The effects of rapid yawing on simple swimmer models and planar Jeffery's orbits

TL;DR

This paper investigates how rapid yawing oscillations influence the long-term motion of microswimmers, revealing biases in direction, changes in speed, and shape effects through asymptotic analysis and simulations.

Contribution

It provides a systematic asymptotic analysis of high-frequency yawing effects on microswimmer dynamics, including conditions for unbiased motion and shape modifications.

Findings

Rapid oscillations can bias the average swimming direction.

Yawing affects propulsion speed and hydrodynamic shape.

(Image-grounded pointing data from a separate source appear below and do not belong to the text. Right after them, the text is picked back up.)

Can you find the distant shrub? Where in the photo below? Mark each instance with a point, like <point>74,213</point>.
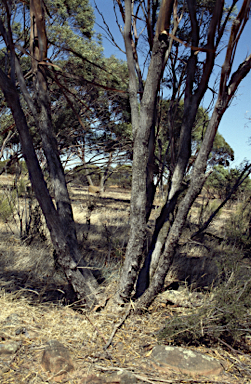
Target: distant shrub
<point>6,208</point>
<point>237,227</point>
<point>225,316</point>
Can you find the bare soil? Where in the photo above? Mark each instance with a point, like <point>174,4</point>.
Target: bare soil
<point>34,289</point>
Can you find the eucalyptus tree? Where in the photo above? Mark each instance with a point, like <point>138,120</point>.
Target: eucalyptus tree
<point>25,33</point>
<point>189,37</point>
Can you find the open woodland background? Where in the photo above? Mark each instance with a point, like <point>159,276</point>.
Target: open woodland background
<point>117,194</point>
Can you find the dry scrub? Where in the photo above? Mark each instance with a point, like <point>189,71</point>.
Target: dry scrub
<point>34,293</point>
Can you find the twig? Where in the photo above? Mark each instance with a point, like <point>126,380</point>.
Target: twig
<point>96,329</point>
<point>117,326</point>
<point>153,380</point>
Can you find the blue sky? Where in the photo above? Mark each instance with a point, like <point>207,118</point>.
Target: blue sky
<point>235,126</point>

Theoretical results are validated by computational simulations.

Abstract

Over a sufficiently long period of time, or from an appropriate distance, the motion of many swimmers can appear smooth, with their trajectories appearing almost ballistic in nature and slowly varying in character. These long-time behaviours, however, often mask more complex dynamics, such as the side-to-side snakelike motion exhibited by spermatozoa as they swim, propelled by the frequent and periodic beating of their flagellum. Many models of motion neglect these effects in favour of smoother long-term behaviours, which are often of greater practical interest than the small-scale oscillatory motion. Whilst it may be tempting to ignore any yawing motion, simply assuming that any effects of rapid oscillations cancel out over a period, a precise quantification of the impacts of high-frequency yawing is lacking. In this study, we systematically evaluate the long-term effects of general high-frequency oscillations on translational and angular motion, cast in the context of microswimmers but applicable more generally. Via a multiple-scales asymptotic analysis, we show that rapid oscillations can cause a long-term bias in the average direction of progression. We identify sufficient conditions for an unbiased long-term effect of yawing, and we quantify how yawing modifies the speed of propulsion and the effective hydrodynamic shape when in shear flow. Furthermore, we investigate and justify the long-time validity of the derived leading-order solutions and, by direct computational simulation, we evidence the relevance of the presented results to a canonical microswimmer.